ゴンタに礼を言おうかと顔を上げると、しかし居なかった。慌てて首を巡らせると、川上の方に走る姿があった。滝というほど大仰ではないけど、岩が積み上がって、少し高低差があるらしい。追いかけようと腰を上げかけたが、ゴンタの様子に動きが止まる。高低差を利用して、枝垂れかかっている枝葉の中に顔を突っ込んでいる。人の掌みたいな形の葉がガサガサ揺れる。何か珍しい虫でも見つけたんだろうか。と、僕の方へ戻ってくる。口に何か咥えているようで、近くまで来て、こっちを見上げる。しゃがんで受け取ると、どうやらイチジクの実らしい。
「え? これ。えっと、勝手に取っていいんだろうか」
戸惑っている間に、ゴンタはもう一往復こなしてしまう。受け取らないわけにもいかず、僕の手に二つの実。苦笑していると、ゴンタが僕の膝をカリカリこする。痛いような痒いような。
「食べろってことか?」
しかし、よそ様の作物だったら、勝手に取ったら泥棒だ。ただ自生している可能性もある。秘境のような場所だし、後者の可能性も十分ある。
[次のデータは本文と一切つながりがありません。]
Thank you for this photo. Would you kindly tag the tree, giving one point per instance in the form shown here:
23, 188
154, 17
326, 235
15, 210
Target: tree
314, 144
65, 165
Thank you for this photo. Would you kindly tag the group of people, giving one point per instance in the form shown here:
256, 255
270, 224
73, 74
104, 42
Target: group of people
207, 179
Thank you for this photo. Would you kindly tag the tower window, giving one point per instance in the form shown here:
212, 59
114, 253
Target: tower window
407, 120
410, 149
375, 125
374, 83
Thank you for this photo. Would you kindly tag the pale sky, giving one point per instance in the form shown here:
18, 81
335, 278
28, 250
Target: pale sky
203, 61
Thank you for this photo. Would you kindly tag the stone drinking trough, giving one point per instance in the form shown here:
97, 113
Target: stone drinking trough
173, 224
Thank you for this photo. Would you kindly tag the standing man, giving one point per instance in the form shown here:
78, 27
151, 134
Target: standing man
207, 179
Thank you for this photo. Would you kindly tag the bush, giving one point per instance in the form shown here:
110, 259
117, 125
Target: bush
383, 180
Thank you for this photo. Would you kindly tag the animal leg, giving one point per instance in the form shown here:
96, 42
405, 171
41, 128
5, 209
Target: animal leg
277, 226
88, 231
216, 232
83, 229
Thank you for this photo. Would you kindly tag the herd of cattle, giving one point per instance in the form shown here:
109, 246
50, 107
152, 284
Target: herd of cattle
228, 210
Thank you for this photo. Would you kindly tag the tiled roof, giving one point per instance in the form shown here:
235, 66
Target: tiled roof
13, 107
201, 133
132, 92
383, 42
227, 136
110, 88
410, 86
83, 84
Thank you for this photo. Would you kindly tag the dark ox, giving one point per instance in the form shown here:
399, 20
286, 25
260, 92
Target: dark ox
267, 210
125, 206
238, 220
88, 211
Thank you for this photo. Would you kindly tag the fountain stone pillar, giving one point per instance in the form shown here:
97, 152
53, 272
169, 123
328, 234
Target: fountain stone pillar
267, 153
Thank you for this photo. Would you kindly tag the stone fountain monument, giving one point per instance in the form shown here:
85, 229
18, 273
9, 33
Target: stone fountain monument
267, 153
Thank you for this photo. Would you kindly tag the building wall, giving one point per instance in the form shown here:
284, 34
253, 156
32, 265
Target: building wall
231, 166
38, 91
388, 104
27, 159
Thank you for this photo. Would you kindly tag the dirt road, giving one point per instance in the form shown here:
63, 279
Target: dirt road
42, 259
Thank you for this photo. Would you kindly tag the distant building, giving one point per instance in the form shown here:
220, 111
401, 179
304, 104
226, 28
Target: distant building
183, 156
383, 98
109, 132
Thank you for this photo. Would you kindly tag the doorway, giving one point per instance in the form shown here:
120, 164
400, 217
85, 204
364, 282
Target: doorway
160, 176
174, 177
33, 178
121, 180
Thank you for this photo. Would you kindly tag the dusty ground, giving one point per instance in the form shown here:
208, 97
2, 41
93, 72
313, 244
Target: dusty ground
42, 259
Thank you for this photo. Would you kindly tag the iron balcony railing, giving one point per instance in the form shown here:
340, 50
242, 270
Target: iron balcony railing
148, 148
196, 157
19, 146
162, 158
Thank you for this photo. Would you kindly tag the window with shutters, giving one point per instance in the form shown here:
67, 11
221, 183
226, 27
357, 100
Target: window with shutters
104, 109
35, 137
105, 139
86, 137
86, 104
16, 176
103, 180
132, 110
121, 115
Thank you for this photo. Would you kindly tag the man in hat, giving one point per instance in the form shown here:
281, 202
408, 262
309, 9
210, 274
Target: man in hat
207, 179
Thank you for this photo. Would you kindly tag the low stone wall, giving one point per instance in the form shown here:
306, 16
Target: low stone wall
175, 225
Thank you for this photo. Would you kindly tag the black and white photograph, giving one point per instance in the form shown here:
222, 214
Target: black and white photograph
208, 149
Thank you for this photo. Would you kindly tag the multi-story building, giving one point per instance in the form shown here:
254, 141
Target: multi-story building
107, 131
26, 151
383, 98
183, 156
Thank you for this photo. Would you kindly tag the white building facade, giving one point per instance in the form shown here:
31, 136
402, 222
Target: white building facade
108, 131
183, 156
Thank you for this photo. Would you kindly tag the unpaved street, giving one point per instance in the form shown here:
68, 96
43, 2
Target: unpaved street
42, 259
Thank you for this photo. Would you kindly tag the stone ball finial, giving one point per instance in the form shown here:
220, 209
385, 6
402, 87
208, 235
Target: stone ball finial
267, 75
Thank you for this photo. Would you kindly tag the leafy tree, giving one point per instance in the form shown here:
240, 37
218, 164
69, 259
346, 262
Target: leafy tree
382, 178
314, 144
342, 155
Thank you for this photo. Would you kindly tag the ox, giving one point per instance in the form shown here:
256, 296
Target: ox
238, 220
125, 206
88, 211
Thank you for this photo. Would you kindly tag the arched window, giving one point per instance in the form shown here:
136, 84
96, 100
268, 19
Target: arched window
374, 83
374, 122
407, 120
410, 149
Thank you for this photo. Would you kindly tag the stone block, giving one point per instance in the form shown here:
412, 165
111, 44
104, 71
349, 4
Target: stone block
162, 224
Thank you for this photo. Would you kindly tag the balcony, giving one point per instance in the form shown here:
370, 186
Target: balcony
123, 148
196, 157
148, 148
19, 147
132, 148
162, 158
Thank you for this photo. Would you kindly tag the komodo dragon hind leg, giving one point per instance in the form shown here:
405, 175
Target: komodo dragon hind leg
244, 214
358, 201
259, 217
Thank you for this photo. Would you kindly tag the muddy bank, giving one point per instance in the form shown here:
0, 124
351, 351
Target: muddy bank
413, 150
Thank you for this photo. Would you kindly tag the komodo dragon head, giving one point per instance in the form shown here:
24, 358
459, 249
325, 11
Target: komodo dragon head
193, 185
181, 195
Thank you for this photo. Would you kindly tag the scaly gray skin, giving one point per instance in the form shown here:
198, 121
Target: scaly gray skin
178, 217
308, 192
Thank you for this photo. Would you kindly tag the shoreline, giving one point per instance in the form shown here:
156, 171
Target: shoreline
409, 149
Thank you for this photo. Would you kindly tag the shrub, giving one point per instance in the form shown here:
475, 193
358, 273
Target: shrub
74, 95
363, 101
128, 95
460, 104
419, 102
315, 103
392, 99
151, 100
結局僕はご馳走にあずかることにした。少し酸味が舌に乗るのは、収穫が早かったのか。それでも甘くて柔らかい果肉を堪能する。ゴンタはそんな僕の膝の上に乗っかって、僕が返したもう一つを咀嚼している。背を撫でてやると、口を動かしながら目を細めるという器用な姿を見せてくれた。
その晩、僕は夢を見た。風景が判然としないぼやけた視界の中で、小さな女の子の姿を見た。黒いおかっぱ頭で、ニコニコと笑顔をたたえた姿は、素直に可愛らしかった。どうしてかはわからないけど、僕はそれがゴンタだと思った。
少女はしばらくそうして僕を見つめていたが、やがてペコリと一礼して、背を向けた。僕は咄嗟に手を伸ばしたんだと思う。はたと目が覚めた時には、ほんの少しの温もりと、ゴンタの毛並みの感触が右手に残っていた。そして隣で寝ていたはずのゴンタは居なかった。顔を巡らすと、蚊帳の端が少し捲れ上がっている。不思議と衝撃も寂しさもなかった。賢いゴンタは、明日かえる予定だった僕に、少し早くお別れをしてくれた。
「……ゴンタ、お前メスだったんだな」
そんな益体のないことを呟く。未だ感触の残る右手を天にかざしてみると、手首に輪っかに編まれたゴンタの毛が嵌っていた。下手くそなミサンガ。ちゃんと細工して、来年会った時に見せてやろう。そんなことを思った。